Aaron Hernandez’s apparent suicide in prison – just days after the former NFL star was cleared of additional murder charges – remains shrouded in mystery.

Why now? Is there more to the story? What happens to his estate?

The Associated Press, Boston, April 20, 2017

We won’t recount the full saga of the Hernandez conviction and his life sentence, in 2013, for killing Odin Lloyd. Just recently he’d been tried on two other murder counts and acquitted (by the same courtroom performer that won Casey Anthony her freedom in a child abuse trial for the ages). Yet in the wake of that acquittal he was found hanging in his cell from a bedsheet, one more apparent inmate suicide.

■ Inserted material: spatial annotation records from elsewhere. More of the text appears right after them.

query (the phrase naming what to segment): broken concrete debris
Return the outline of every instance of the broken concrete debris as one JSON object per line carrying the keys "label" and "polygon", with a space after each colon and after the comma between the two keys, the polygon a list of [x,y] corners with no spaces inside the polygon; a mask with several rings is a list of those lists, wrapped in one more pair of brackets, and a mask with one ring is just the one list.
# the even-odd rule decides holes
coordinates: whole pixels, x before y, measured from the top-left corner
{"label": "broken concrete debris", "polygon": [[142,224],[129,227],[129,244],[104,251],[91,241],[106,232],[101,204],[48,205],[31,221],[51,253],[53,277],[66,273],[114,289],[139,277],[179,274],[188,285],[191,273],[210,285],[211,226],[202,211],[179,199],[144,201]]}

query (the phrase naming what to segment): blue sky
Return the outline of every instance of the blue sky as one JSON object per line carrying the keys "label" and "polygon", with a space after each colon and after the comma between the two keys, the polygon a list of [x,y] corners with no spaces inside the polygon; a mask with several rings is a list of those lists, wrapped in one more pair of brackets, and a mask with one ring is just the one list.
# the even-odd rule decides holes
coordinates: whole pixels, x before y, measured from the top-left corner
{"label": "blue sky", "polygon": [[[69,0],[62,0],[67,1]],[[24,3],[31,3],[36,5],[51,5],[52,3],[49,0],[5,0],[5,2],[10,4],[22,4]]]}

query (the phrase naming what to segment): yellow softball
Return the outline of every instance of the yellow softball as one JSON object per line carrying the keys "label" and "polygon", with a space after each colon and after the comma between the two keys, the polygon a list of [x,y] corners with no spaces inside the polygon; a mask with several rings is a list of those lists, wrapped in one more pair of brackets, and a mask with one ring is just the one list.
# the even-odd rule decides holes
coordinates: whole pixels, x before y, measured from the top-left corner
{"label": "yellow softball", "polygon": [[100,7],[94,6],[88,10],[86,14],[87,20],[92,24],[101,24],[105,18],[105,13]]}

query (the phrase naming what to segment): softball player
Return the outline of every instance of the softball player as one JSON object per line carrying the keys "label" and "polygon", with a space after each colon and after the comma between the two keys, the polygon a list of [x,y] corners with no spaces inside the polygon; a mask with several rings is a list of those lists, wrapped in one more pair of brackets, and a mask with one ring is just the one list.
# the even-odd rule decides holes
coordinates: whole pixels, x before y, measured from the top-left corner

Analysts of his fall from decent citizenship have wondered: what could lead a man with a $40 million-dollar contract, an athlete at the highest level in the NFL, to be involved in petty bar brawls, and petty personal grudges, turned murder? There’s no evidence anyone ever provoked him at a level that would turn any mature person to violence.

The subtleties of circumstance and evidence at his first trial are worth a look for anyone trying to unravel the intrigue which is violent death, but it does appear he went over the edge of judgment and sanity, with no extenuating circumstances. He put himself in prison for life for rest of his days. Was it the sentence “without parole” that caused him to decide death was an attractive option?

Was Hernandez just a pathetic punk who coasted, for a time, on superior native skill on a championship team? Only hours after his death his Patriots were visiting the White House to be feted for their latest triumph, something he was surely aware of. One wonders if that factored in the stew of emotions of a man who had squandered it all.

It’s common for friends and family to exclaim Suicide? No way! One of his former agents, Brian Murphy, must be a psychiatrist as a sideline, having declared “There’s absolutely no way he took his own life.” But has Murphy faced life with no prospect of parole inside the grey, hopeless tunnel of prison?

Aaron’s former coach, Bill Belichick, recently discussed Hernandez summing up the whole affair with just one word: “Tragedy.”